There’s a boil water
advisory in Winnipeg tonight. I can’t help but feel like this is a test.
Given the news about
Winnipeg lately, I see a certain poetic justice in this development, whether it’s
some machinations of new mayor Brian Bowman to take a litmus of Winnipeggers’
true resolve to work toward mending relationships with First Nations people in
our province, or whether it’s God giving us just the littlest taste of the
hardship our fellow citizens face.
Awareness has been
growing for some time that we truly have a problem in this city. I think the human rights
museum began to bring to some Winnipeggers’ attention the irony that such an
edifice was to rise on land that is still contested to be stolen from First
Nations people and sacrilegiously used by the oppressors. The Idle No More
movement, the Eighth Fire tv series on CBC, Michael Champagne’s Meet Me at the
Belltower initiative, and the election of MLA Kevin Chief have all been steps
of Aboriginal people asserting themselves as people with agency and
self-determination. Then, this summer, the unbelievably awful murder of Tina Fontaine
followed closely by the tragic death of “homeless hero” Faron Hall and a brave Rinelle Harper's narrow
escape from a vicious assault, plus the inquest on the senseless ER death of
Brian Sinclair finally made “the divide between Winnipeg’s Aboriginal residents
and the rest” an inescapable reality discussed in the news, by the chief of
police, and by the mayoral candidates.
So the Maclean’s headline calling Winnipeg
Canada’s most racist city shouldn’t have surprised anyone. It was sensationalist
and perhaps melodramatic in presentation but not untrue. (Why did they put that picture of Rosanna Deerchild on the
cover, though! She’s a beautiful woman with a sardonic wit and feisty spirit –
why portray her as a hopeless, angry victim?)
The new mayor, who
quietly claimed his Metis heritage as he took office, responded quickly to the
story by owning up to the problem and promising to confront it. He assembled a
host of Aboriginal leaders to speak to the issue in a hastily called press
conference.
And now the water. I’ve
never experienced such a thing before, or at least, not in the developed world.

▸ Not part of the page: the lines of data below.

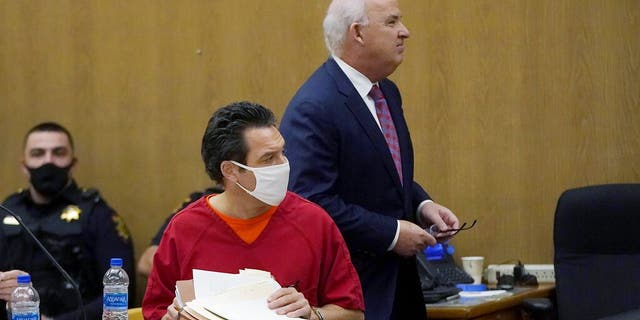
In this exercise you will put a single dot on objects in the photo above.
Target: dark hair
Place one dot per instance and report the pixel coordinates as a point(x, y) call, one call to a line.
point(49, 127)
point(224, 137)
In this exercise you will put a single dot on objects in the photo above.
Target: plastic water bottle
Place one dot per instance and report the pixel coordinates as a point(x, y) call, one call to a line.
point(115, 299)
point(25, 302)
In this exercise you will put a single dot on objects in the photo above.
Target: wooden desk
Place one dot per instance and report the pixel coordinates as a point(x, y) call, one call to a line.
point(507, 307)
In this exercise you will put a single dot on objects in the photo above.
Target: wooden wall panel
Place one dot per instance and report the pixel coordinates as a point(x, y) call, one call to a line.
point(509, 102)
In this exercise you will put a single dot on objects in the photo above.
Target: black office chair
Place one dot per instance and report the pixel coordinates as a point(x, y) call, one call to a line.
point(597, 251)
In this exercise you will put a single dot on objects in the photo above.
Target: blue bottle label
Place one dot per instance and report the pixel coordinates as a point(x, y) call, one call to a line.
point(115, 301)
point(26, 316)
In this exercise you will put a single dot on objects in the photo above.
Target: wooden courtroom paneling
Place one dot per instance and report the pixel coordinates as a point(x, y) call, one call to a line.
point(509, 102)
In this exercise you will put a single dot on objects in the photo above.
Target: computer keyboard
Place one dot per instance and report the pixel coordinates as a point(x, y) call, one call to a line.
point(452, 272)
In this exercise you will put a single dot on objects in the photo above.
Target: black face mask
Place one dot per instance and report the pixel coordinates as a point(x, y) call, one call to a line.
point(49, 179)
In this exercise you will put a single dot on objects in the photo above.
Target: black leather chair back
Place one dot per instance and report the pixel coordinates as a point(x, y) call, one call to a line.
point(597, 251)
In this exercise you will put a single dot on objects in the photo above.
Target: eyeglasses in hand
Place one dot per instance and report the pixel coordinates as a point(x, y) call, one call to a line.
point(433, 230)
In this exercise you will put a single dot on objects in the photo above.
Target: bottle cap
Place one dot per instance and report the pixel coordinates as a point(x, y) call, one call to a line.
point(116, 262)
point(24, 278)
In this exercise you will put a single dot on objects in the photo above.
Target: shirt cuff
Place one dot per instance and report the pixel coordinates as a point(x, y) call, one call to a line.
point(395, 239)
point(418, 215)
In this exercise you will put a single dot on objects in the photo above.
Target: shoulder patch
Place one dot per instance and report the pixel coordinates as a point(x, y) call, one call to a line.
point(71, 213)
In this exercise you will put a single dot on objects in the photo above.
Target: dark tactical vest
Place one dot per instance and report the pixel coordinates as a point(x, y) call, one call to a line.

But what has it to do with First Nations people?
The city of Winnipeg
enjoys its usually healthy and reliable drinking water due to an aqueduct that
brings it from Shoal Lake. Our gain, however, is local Aboriginal people’s loss.
Shoal Lake 40 First Nation was dispossessed
of their land and moved onto a peninsula subsequently cut off from the
mainland. The cruelest irony is that the isolated community has been under a boil
water advisory for almost 20 years.
So, Winnipeg, how will
we respond to our evening of inconvenience? Will we complain and move on? Or
will the momentary inconvenience move us to compassion for the years of frustration
and danger our own fellow citizens face?
Having confessed our
racism – or grudgingly admitting it when the charge was laid bare before us as
a national shame – will we step up and call for justice? Or accept second-class
treatment for the unseen and forgotten?
ASIDE: It's too late to figure out how to weave this into the larger argument, but I've wanted to say it ever since serial killer Shawn Lamb hit the news for preying on women in Downtown and the West End.
Racism isn’t just name
calling. It’s also indifference to the suffering of others. The Maclean's
article quoted edgy FreeP columnist Bartley Kives defining white privilege as “not
being worried your daughter is going to be raped and killed because of who she
is.”
This reality struck me particularly when I heard how frightened women were by the Lamb situation. I walk the same streets after dark and feel no fear -- because as a middle class white woman, I'm not the target. And I felt the weight of my privilege.